'Was eine|r nicht schafft, schaffen viele'
randnotiz 27

Datum
30.06.2020

Bürgergenossenschaft zur Rettung der 'Alten Schule' in Immenstadt-Bühl (Quelle: Freundeskreis Alte Schule)

So lautet das über 100 Jahre alte Motto zum genossenschaftlichen Bauen, das als Gegenbewegung zur kapitalistischen Bodenspekulation während der Hochzeit der Industrialisierung Ende des 19. Jahrhunderts entstanden ist. Als ein gedanklicher Vorreiter kann der Engländer Ebenezer Howard bezeichnet werden, der mit seiner Schrift 'Garden Cities of Tomorrow' der GartenstadtBewegung den Boden bereitet hat und mit seinen Vorschlägen den genossenschaftlichen Ansatz ins Zentrum seiner Reformen rückte.

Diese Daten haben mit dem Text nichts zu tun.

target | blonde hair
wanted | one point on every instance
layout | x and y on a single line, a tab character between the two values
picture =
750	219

Erfolgsmodell Gartenstadt-Bewegung

Vor allem in Großstädten fielen Howards Gedanken seit Anfang des 20. Jahrhunderts und verstärkt ab den 20er Jahren auf fruchtbaren Boden. Mustergültige Siedlungen in Berlin, Wien oder Zürich entstanden, deren städtebauliche und freiräumliche Qualitäten bis in unsere Zeit hinein Bestand haben und die für bezahlbaren und gut gestalteten Wohnraum sorgen, der ungebrochen wertgeschätzt wird.

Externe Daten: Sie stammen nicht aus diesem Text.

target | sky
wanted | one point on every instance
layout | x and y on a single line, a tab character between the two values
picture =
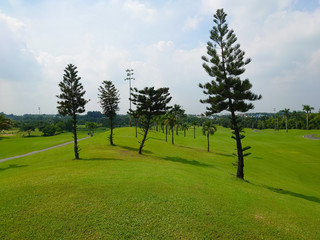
163	42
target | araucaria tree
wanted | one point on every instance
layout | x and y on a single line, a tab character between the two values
109	101
72	101
227	91
308	110
208	129
149	103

Die Genossenschaftsidee in Stadt und Land

Leider hat sich die Idee des genossenschaftlichen Bauens und Wohnens in ländlichen Räumen bis auf wenige Ausnahmen nie sonderlich verbreitet. Als rühmliche Ausnahme in unserer Region ist die Bau- und Siedlungsgenossenschaft Allgäu (BSG) zu nennen, die 1906 von 20 beherzten Kemptener Bürgern gegründet wurde. Auch sie machte es sich zur Aufgabe, die akute Wohnungsnot zu lindern und entwickelte seitdem Konzepte für sozial verträglichen und bezahlbaren Wohnraum. Über hundert Jahre später hat sich die BSG Allgäu zu einer der größten aller 330 Wohnungsgenossenschaften in Bayern entwickelt.

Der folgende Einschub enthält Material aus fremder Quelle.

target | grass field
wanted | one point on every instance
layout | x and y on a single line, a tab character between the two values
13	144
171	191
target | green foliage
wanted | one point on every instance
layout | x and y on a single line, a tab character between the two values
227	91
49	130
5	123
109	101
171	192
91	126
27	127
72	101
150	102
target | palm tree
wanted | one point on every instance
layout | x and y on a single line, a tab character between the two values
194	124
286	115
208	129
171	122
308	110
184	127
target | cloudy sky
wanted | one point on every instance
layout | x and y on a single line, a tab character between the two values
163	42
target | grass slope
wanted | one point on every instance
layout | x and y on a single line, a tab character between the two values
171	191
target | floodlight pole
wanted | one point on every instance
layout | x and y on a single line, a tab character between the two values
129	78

Das Westallgäu als Vorreiter in der Region

Im Zuge immer höher kletternder Immobilienpreise bei oftmals leider weniger Wohnqualität und nachhaltiger Materialisierung finden sich jedoch mittlerweile auch fernab der Metropolregionen erste zarte Pflänzchen einer Wiederbelebung der Genossenschafts-Idee beim Bauen. Einer der Vorreiter in unserer Region ist der Wangener Architekt Theo Keller, der derzeit auf dem dortigen Erba-Gelände im Zuge der Landesgartenschau 2024 eine ehemalige Arbeitersiedlung mit seinen Genossen in ein charmantes Wohnquartier verwandelt. Für Theo Keller ist dies auch eine Sache der Gerechtigkeit, weil damit Gentrifizierung und Mietwucher überwunden werden können. (vgl. Zeit 16/2013 'Baut, Genossen, baut!') Weitere erfolgreiche Genossenschaftsmodelle der Region finden sich vor allem im Westallgäu: Besonders zu erwähnen sind die Nachnutzung der ehemaligen Leutkircher Bahnstation als 'Bürgerbahnhof' (roterpunkt architekten) und die Ende letzten Jahres eröffnete 'GenussManufaktur' in Urlau (Architekturbüro Gegenbauer und roterpunkt architekten). Beides 'Kinder' des umtriebigen und vielfach ausgezeichneten GenossenschaftsAktivisten Christian Skrodzki, der es versteht, Begeisterung zu wecken und Mitmenschen zum Mitmachen zu motivieren. Er war es auch, der wesentlich dazu beitrug, dass sich ein Freundeskreis im Oberallgäu formierte, um mit einer Bürgergenossenschaft die denkmalgeschützte Alte Schule in Immenstadt-Bühl zu retten. Nach jahrelangen Bemühungen war es endlich im März diesen Jahres gelungen, das identitätsstiftende Gebäude vor dem Abriss zu bewahren. Damit dürfte ein weiteres Musterbeispiel genossenschaftlichen Bauens entstehen, das sicherlich allgäuweit austrahlen wird.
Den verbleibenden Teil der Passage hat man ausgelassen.